This unit has explored ways to map raw data into suitable feature vectors. Good numerical features share the qualities described in this section.
Clearly named
Each feature should have a clear, sensible, and obvious meaning to any human on the project. For example, the meaning of the following feature value is confusing:
Not recommended
house_age: 851472000
In contrast, the following feature name and value are far clearer:
Recommended
house_age_years: 27
Checked or tested before training
Although this module has devoted a lot of time to
outliers, the topic is
important enough to warrant one final mention. In some cases, bad data
(rather than bad engineering choices) causes unclear values. For example,
the following user_age_in_years
came from a source that didn't check for
appropriate values:
Not recommended
user_age_in_years: 224
But people can be 24 years old:
Recommended
user_age_in_years: 24
Check your data!
Sensible
A "magic value" is a purposeful discontinuity in an otherwise continuous
feature. For example, suppose a continuous feature named watch_time_in_seconds
can hold any floating-point value between 0 and 30 but represents the absence
of a measurement with the magic value -1:
Not recommended
watch_time_in_seconds: -1
A watch_time_in_seconds
of -1 would force the model to try to figure
out what it means to watch a movie backwards in time. The resulting model would
probably not make good predictions.
A better technique is to create a separate Boolean feature that indicates
whether or not a watch_time_in_seconds
value is supplied.

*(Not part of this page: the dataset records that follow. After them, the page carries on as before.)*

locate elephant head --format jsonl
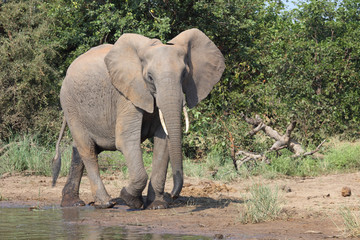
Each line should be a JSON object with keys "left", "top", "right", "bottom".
{"left": 104, "top": 29, "right": 225, "bottom": 198}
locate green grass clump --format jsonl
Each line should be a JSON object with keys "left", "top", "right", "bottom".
{"left": 239, "top": 183, "right": 283, "bottom": 223}
{"left": 339, "top": 207, "right": 360, "bottom": 237}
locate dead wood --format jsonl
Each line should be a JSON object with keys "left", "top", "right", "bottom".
{"left": 302, "top": 139, "right": 326, "bottom": 157}
{"left": 240, "top": 114, "right": 305, "bottom": 157}
{"left": 235, "top": 150, "right": 270, "bottom": 169}
{"left": 233, "top": 114, "right": 325, "bottom": 170}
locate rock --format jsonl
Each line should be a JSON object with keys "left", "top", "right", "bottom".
{"left": 341, "top": 187, "right": 351, "bottom": 197}
{"left": 281, "top": 185, "right": 292, "bottom": 193}
{"left": 214, "top": 234, "right": 224, "bottom": 239}
{"left": 305, "top": 230, "right": 322, "bottom": 234}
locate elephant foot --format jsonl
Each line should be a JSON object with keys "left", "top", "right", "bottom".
{"left": 120, "top": 187, "right": 143, "bottom": 209}
{"left": 145, "top": 199, "right": 169, "bottom": 210}
{"left": 88, "top": 199, "right": 116, "bottom": 209}
{"left": 61, "top": 195, "right": 86, "bottom": 207}
{"left": 145, "top": 193, "right": 170, "bottom": 210}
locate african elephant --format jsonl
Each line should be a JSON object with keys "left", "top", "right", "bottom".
{"left": 52, "top": 28, "right": 225, "bottom": 209}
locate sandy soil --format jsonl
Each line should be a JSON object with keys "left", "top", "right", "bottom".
{"left": 1, "top": 172, "right": 360, "bottom": 239}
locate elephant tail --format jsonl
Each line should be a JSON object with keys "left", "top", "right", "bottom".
{"left": 52, "top": 116, "right": 67, "bottom": 187}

For example:
Recommended
watch_time_in_seconds: 4.82
is_watch_time_in_seconds_defined=Truewatch_time_in_seconds: 0
is_watch_time_in_seconds_defined=False
Now consider a discrete numerical feature whose values must belong to a finite set of values. In this case, when a value is missing, signify that missing value using a new value in the finite set. With a discrete feature, the model will learn different weights for each value, including original weights for missing features.